A Nottingham landlord who failed to licence his property has been ordered to pay back over £5,000 in rent.

Mr Michael Convery, from Belfast, Northern Ireland, has been told he has to repay Nottingham City Council the sum of £5,644.98 for Housing Benefits he was paid in rent for a property in Berridge that was operating without a Selective Licence.

On 25 January 2021, the First-tier Tribunal (Property Chamber) ordered Mr Convery to repay £5,644.98 by way of a rent repayment order, pursuant to section 43 of the Housing and Planning Act 2016.

A rent repayment orders (RRO) is an order made by the First-tier Tribunal requiring a landlord to repay a specified amount of rent to either the tenant or local housing authority. If the tenant paid their rent themselves, then the rent must be paid to the tenant. If the rent was paid through housing benefit or through the housing element of Universal Credit, then the rent must be repaid to the local housing authority.

The Housing Act 2004 introduced RRO’s to cover situations where the landlord of a property had failed to obtain a license for a property that was required to be licenced. RRO’s were extended through the Housing and Planning Act 2016 to cover a much wider range of offences.

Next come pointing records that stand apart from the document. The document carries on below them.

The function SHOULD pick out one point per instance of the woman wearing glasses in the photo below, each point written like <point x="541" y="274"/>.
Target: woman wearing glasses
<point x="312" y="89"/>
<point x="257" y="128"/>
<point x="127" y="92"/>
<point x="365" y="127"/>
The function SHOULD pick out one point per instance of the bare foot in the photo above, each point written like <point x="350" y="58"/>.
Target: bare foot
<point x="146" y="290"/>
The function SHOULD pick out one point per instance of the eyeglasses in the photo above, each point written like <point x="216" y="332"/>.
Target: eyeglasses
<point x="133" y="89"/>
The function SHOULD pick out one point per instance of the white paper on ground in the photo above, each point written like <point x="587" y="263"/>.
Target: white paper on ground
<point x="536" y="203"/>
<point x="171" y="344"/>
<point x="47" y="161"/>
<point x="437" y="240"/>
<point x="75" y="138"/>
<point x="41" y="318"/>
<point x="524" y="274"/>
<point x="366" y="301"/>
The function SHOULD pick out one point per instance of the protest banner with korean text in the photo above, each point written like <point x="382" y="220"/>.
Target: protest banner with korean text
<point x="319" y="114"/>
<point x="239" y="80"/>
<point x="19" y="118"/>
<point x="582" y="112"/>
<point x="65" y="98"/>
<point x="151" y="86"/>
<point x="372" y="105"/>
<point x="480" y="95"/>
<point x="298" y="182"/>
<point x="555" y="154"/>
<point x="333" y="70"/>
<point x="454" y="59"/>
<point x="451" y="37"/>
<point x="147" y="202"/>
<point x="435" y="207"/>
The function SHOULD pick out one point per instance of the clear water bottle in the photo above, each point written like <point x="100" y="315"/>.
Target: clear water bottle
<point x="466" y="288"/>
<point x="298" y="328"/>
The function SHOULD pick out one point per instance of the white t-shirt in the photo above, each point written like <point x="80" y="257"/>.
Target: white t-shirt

Councillor Linda Woodings, Portfolio Holder for Planning, Housing and Heritage at Nottingham City Council, said: “It is a legal requirement for a property to be licensed if it’s in an area covered by Selective Licensing. We will try to work with landlords to make sure they are licensed, but sometimes landlords don’t engage and we have to take the appropriate action.

“Mr Convery took Housing Benefit money, which is benefit money we give to tenants to pay their rent. He was not entitled to this as his property was not licenced. I would encourage all landlords and agents to make sure their properties are licensed. It is better to work with us, than for us to have to come and find you.”